Recent advancements in text-to-image generation have been driven by diffusion models, but single-stage models face challenges in computational efficiency and image detail refinement. To address this, the authors propose CogView3, a cascaded framework that enhances text-to-image diffusion by first creating low-resolution images and then applying relay-based super-resolution. This approach results in competitive text-to-image outputs while greatly reducing training and inference costs. Experimental results show that CogView3 outperforms the current state-of-the-art open-source text-to-image diffusion model, SDXL, by 77.0% in human evaluations, and its distilled variant achieves comparable performance while using only 1/10 of the inference time.

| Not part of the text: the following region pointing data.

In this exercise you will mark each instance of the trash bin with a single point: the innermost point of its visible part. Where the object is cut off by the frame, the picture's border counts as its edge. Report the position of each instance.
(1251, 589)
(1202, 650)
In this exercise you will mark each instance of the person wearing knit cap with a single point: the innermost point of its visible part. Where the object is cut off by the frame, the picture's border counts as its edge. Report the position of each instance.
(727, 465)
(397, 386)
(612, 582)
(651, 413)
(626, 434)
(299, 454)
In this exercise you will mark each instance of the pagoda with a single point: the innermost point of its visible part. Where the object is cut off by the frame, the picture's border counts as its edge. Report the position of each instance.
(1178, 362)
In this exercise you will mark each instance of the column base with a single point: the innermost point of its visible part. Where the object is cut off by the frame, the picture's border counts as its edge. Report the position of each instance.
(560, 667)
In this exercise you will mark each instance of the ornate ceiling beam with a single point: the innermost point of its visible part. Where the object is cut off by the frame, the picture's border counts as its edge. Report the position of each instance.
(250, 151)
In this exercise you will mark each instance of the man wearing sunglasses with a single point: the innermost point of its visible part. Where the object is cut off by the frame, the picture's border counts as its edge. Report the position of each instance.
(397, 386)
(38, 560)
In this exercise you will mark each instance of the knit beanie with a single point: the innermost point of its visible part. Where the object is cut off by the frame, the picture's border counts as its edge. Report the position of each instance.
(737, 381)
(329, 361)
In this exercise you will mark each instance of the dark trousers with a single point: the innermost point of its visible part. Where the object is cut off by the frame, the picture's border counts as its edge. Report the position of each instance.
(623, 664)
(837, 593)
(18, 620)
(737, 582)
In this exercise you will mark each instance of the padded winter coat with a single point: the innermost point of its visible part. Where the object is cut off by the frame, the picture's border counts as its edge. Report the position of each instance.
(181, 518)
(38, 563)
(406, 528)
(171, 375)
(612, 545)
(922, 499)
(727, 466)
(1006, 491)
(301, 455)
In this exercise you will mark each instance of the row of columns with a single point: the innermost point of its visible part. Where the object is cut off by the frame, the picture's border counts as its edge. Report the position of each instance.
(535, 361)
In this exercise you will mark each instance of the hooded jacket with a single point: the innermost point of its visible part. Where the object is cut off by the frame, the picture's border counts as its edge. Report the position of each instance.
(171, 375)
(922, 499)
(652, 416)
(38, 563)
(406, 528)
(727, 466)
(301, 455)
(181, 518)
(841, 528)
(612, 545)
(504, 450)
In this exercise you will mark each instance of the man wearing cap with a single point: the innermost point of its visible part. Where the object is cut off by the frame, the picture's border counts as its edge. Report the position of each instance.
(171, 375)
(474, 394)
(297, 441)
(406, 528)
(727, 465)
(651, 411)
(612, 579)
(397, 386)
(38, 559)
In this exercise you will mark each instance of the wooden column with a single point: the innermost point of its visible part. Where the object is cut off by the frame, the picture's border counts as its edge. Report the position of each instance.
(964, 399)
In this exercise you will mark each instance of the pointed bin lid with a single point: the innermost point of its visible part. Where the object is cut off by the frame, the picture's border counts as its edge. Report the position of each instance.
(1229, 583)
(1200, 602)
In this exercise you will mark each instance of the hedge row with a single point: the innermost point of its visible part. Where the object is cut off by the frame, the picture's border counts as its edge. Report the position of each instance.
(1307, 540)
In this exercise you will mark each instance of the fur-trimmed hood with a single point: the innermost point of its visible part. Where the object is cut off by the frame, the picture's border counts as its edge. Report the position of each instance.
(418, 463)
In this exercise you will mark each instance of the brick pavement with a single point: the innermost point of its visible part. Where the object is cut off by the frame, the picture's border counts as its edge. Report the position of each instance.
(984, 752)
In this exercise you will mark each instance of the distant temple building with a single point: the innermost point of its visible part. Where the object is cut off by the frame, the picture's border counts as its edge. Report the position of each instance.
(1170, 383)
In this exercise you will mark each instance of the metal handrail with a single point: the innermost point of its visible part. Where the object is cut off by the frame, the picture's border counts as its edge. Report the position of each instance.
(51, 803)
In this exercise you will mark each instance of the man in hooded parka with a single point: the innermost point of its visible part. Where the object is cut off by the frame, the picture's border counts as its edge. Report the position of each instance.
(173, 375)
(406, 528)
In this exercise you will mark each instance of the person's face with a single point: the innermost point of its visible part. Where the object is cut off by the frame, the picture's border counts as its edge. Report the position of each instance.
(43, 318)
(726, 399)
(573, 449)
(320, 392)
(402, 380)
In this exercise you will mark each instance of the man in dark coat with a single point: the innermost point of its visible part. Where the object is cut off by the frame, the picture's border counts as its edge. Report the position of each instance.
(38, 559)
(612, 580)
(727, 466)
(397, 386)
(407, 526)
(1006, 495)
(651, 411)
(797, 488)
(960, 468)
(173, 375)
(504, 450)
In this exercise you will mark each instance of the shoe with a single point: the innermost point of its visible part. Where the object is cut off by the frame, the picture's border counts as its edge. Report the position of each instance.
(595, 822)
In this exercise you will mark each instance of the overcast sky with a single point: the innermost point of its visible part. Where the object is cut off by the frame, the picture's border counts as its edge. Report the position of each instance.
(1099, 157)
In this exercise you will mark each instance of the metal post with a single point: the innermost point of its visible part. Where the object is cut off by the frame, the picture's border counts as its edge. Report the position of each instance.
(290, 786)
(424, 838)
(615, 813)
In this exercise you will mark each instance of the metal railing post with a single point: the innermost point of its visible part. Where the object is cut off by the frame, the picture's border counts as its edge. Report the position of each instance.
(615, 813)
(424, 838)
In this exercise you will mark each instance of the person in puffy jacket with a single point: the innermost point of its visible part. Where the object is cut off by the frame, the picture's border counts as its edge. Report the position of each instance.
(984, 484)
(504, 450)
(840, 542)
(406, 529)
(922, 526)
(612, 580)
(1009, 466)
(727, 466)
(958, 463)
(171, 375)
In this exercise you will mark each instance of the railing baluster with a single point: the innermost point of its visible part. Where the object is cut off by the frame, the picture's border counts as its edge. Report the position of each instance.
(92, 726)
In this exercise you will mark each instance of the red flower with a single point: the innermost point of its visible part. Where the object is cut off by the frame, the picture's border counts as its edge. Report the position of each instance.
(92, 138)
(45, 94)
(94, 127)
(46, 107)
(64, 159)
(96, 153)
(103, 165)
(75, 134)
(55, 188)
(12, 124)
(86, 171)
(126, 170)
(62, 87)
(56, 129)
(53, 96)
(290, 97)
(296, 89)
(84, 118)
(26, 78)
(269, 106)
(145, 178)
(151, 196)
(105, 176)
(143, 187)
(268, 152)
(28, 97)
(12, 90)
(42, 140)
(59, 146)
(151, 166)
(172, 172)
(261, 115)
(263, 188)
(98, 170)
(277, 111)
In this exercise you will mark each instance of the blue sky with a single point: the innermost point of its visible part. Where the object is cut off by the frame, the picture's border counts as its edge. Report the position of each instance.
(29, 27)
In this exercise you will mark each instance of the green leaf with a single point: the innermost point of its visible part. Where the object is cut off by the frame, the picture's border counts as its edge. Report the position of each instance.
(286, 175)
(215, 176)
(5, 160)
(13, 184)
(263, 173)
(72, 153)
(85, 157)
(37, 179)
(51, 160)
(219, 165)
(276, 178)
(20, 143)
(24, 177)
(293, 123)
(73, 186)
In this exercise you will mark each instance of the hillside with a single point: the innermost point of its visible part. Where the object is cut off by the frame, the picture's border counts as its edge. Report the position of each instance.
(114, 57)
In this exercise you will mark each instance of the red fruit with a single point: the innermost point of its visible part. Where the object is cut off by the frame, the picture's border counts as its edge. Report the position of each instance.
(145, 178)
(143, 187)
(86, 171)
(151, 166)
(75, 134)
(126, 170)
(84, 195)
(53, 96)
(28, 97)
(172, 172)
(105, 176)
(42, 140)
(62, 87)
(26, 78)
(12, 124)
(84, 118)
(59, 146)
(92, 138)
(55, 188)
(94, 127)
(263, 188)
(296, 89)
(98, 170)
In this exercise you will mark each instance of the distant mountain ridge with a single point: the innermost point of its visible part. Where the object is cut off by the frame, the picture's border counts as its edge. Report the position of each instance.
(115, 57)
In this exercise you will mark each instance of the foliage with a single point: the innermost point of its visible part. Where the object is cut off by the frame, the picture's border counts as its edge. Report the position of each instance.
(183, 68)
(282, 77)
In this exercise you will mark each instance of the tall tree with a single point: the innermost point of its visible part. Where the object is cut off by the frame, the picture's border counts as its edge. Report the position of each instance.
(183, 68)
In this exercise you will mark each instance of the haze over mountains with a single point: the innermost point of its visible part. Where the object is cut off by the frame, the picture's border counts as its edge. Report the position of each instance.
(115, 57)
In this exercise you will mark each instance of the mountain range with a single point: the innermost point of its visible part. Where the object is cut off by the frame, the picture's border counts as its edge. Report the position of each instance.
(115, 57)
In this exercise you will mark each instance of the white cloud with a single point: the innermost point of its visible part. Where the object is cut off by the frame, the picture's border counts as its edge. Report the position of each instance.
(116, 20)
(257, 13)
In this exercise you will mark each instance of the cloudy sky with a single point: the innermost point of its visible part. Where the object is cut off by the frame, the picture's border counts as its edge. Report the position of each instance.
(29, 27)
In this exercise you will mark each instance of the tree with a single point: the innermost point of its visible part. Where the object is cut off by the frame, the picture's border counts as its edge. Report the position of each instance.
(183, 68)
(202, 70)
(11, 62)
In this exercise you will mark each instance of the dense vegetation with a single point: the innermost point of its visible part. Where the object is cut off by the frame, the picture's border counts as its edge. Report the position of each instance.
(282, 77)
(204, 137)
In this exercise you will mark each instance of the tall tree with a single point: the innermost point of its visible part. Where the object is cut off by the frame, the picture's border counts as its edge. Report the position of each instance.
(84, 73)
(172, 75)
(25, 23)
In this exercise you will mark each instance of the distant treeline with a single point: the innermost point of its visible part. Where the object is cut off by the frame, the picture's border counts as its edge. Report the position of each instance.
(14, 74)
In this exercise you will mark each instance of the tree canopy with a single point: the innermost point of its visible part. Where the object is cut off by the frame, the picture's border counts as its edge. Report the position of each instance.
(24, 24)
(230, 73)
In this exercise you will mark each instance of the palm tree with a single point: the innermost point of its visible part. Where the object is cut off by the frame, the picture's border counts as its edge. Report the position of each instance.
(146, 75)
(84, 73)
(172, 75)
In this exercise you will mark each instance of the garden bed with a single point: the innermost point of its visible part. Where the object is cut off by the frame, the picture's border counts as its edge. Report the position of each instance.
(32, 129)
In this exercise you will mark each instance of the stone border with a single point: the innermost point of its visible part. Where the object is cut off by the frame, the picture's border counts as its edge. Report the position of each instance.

AI drawing more and more volume, cogview-3 Plus effect comprehensive upgrade
Original Bag Algorithm Notes Bag Algorithm Notes
27 September 2024 10:01 Beijing
My buddy at Smart Spectrum told me that their recent Vincennes model has been iterated again and again, upgraded from cogview model to cogview-3 Plus, and this time it’s absolutely top-notch.

In my impression, cogview is a product of the pre-large model era, before the birth of LLM, cogview models represented by SD have been killing it, but the china start and follow up late, often the Chinese model does not understand the Chinese, and make a lot of harmonic terrain.

For example, ‘Squirrel Mandarin Fish

Pictures such as ‘Buddha jumps over the wall

Pictures such as ‘Donkey Meat Hotcakes


Pictures like Beer Duck


Dude said, it’s really different this time, let me show you a lady I generated first.


Indeed, there is that kind of feeling, from the details, brush strokes, the image perception, are getting better and better. case often say a lot of nonsense, but the specific application of the effect is how, from all dimensions of the various scenarios of the numerous test results to carefully consider.

I said, don’t brag first, I also have an ancestral test set, from the scene, content, lens, style, brush strokes cover many angles, let me torture some.

Oil Painting Prompt: a classic oil painting depicting a blonde noblewoman in a gorgeous blue dress in the style of an oil painting.
Picture

Photography Prompt: a serene mountain lake in the black and white style of Ansel Adams, with the lake reflecting the surrounding pine forest. Morning fog, rolling hills in the distance, and faint morning light in the sky.


Watercolour Prompt: A brown kitten sleeping quietly curled up with soft fluffy fur, very cute, watercolour.



Sketch Prompt: detailed pencil sketch of an imposing tiger, standing on a grassy plain, with dense forest and mountains in the background, every muscle line of the animal is etched in vivid detail.


Crayon Prompt : A child’s crayon drawing of a family, a red house surrounded by a green meadow, the sun high in the sky and four smiling figures standing in front of the door, holding hands in a childlike manner.




Children’s Picture Book Prompt: a page of children’s picture book illustration of a little boy sitting on the moon with an open book in his hand, surrounded by a sky full of stars, the night sky reveals warmth and serenity. Pictures
Stamp Design Prompt: A stamp design depicting an eagle hunting, with a vast sky in the background and the eagle’s wings spread out in a majestic manner.